The first issue was the loan credit program used by the respondent. In the administrative review Commerce determined that no customers from mandatory respondent, JA Solar, used the credit program. The respondent submitted to Commerce declarations that none of their US customers used the program, however the PRC government did not cooperate or submit any declarations. Plaintiffs believed that because the PRC government did not cooperate, Commerce should have applied adverse facts available (“AFA”) and found use of the program. Commerce should use the AFA “when an interested party . . . withholds information that has been requested.” Id. at 6. However, Commerce should “seek to avoid such impact if relevant information exists elsewhere on the record.” Id. at 7. The Court agreed with Commerce that the declarations on the record that no US customers used the program was substantial evidence enough to not use any AFA. The next issue involved Commerce averaging data from respondents IHS Technology and Global Trade Atlas. Commerce concluded that the IHS data was more specific than the GTA data, but that the GTA data was favorable because it was reported in an annual statistic rather than IHS’s monthly, so Commerce averaged the data. The Court agreed with plaintiffs and said that Commerce’s decision to average the data was not supported by evidence on the record. The Court remanded to Commerce for an opportunity to provide this evidence to support averaging.

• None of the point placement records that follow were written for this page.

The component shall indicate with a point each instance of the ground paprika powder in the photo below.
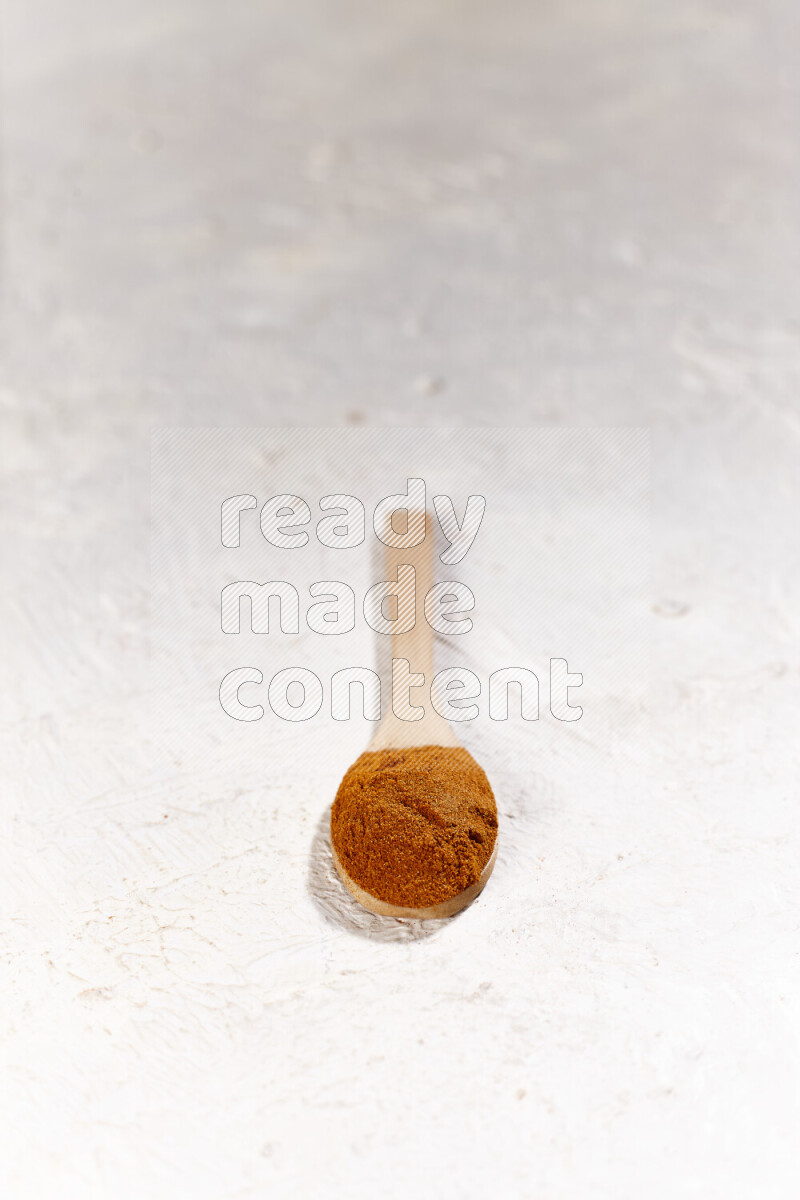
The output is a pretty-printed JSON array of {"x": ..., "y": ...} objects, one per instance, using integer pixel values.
[{"x": 415, "y": 826}]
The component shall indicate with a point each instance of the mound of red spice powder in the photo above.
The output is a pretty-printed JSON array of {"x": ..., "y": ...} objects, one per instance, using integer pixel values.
[{"x": 414, "y": 827}]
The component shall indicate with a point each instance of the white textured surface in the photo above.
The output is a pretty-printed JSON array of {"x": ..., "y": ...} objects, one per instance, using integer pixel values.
[{"x": 325, "y": 213}]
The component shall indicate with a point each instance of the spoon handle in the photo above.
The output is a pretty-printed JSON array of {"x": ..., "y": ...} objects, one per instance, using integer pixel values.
[{"x": 415, "y": 646}]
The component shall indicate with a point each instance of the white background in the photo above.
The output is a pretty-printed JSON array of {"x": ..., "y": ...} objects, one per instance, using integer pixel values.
[{"x": 428, "y": 213}]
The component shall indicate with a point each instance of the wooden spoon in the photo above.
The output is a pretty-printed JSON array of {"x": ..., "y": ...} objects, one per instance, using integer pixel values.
[{"x": 395, "y": 733}]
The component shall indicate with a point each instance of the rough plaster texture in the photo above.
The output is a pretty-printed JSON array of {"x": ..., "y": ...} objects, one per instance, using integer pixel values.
[{"x": 428, "y": 213}]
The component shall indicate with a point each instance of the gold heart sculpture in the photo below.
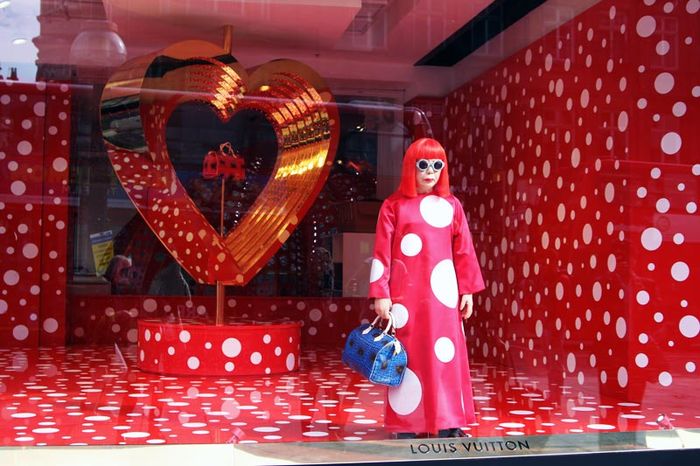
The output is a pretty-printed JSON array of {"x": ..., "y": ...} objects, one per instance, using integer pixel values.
[{"x": 135, "y": 107}]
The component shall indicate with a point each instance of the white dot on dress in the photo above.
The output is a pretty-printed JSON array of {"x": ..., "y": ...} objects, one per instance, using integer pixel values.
[
  {"x": 400, "y": 314},
  {"x": 444, "y": 349},
  {"x": 411, "y": 245},
  {"x": 436, "y": 211},
  {"x": 193, "y": 363},
  {"x": 405, "y": 398},
  {"x": 376, "y": 271},
  {"x": 443, "y": 283}
]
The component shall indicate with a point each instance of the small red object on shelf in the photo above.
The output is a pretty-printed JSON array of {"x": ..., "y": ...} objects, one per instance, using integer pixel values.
[{"x": 224, "y": 162}]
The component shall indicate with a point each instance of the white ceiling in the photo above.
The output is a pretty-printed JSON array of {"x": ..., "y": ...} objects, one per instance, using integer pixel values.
[{"x": 376, "y": 61}]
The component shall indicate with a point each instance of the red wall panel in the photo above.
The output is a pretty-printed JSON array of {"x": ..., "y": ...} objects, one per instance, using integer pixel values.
[
  {"x": 577, "y": 161},
  {"x": 34, "y": 128},
  {"x": 113, "y": 319}
]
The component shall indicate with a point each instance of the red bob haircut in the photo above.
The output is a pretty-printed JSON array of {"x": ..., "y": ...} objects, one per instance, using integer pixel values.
[{"x": 424, "y": 148}]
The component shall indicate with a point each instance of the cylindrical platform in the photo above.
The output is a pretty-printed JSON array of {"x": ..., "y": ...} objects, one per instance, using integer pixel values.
[{"x": 236, "y": 348}]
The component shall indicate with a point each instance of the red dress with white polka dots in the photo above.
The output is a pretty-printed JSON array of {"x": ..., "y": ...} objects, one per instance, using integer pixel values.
[{"x": 424, "y": 260}]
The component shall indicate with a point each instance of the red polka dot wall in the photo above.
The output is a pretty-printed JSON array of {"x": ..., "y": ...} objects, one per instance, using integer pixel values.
[
  {"x": 577, "y": 160},
  {"x": 34, "y": 154}
]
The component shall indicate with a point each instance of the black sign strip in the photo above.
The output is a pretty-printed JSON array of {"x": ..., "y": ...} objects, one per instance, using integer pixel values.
[{"x": 489, "y": 23}]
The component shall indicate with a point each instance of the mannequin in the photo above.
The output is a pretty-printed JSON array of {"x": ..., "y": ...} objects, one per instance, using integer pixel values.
[{"x": 424, "y": 272}]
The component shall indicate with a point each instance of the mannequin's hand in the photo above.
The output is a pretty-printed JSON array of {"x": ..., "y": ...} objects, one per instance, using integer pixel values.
[
  {"x": 466, "y": 306},
  {"x": 382, "y": 306}
]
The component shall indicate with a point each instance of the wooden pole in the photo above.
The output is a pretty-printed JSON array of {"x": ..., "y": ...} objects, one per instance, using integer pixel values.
[{"x": 220, "y": 288}]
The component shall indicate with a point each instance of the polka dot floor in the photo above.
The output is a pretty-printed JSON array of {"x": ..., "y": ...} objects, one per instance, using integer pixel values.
[{"x": 96, "y": 396}]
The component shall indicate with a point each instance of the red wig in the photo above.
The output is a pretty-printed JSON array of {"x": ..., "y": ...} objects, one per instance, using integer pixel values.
[{"x": 424, "y": 148}]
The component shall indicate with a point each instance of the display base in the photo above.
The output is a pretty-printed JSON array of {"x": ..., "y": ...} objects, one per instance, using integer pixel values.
[
  {"x": 235, "y": 348},
  {"x": 97, "y": 396}
]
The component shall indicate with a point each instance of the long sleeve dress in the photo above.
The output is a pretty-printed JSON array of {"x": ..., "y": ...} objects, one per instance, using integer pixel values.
[{"x": 423, "y": 261}]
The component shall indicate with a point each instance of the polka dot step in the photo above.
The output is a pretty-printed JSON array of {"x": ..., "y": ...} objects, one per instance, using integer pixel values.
[
  {"x": 89, "y": 396},
  {"x": 236, "y": 348}
]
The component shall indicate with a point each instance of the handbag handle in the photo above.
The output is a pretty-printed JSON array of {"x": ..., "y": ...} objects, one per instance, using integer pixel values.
[{"x": 389, "y": 325}]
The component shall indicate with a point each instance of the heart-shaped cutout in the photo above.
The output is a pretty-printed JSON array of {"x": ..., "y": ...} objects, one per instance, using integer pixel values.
[
  {"x": 136, "y": 105},
  {"x": 194, "y": 130}
]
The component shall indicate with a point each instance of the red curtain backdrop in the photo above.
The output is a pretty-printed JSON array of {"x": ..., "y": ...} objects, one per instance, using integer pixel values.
[
  {"x": 577, "y": 160},
  {"x": 34, "y": 158}
]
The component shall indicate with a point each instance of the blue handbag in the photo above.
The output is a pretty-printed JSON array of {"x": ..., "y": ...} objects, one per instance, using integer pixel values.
[{"x": 376, "y": 354}]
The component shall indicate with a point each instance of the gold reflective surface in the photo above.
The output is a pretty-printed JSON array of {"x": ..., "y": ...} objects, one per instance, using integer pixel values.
[{"x": 136, "y": 105}]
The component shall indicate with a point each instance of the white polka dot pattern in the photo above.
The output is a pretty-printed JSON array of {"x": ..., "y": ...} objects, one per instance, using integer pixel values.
[
  {"x": 569, "y": 208},
  {"x": 193, "y": 348},
  {"x": 33, "y": 212},
  {"x": 405, "y": 398}
]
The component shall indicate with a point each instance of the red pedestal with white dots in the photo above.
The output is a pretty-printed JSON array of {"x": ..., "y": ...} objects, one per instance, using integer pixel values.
[{"x": 236, "y": 348}]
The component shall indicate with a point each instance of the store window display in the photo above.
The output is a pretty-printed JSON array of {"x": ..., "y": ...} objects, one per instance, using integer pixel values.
[{"x": 424, "y": 273}]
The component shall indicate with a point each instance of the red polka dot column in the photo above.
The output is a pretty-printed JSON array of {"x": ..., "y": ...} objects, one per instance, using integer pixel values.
[
  {"x": 22, "y": 114},
  {"x": 54, "y": 248},
  {"x": 577, "y": 161},
  {"x": 35, "y": 129}
]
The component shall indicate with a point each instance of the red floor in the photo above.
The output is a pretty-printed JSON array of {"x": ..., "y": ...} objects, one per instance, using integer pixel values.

The next issue was Commerce’s decision to use ocean freight data submitted by respondent, JA Solar, rather than Solarwold’s data because the JA Solar’s data was from the period of review, and specific to the forty foot containers used to ship the goods. Plaintiff argued this decision was not supported by substantial evidence. The Court said that “Commerce has broad discretion in determining how to adjust the world market benchmark price to reflect costs incurred by purchasers so long as it does so reasonably.” The court agreed with Commerce that the evidence on the record, data from the POR and involving the forty foot containers, was enough to use it. The final issue was Commerce’s decision to include VAT in the calculation for benchmark prices. Plaintiffs argued regulations prevent Commerce from including any adjustment other than delivery charges and import duties, because the regulation lists these and does not explicitly state that other adjustments are allowed. Commerce believed inclusion of VAT is allowed under law. Commerce is allowed to make adjustments “to reflect the price that a firm actually paid or would pay if it imported the product,” but the statue does not make clear whether that includes VAT. Id. at 15. The Court agreed with Commerce because the agency’s interpretation to include the VAT was not “plainly erroneous or inconsistent with the regulation”. Id. at 19.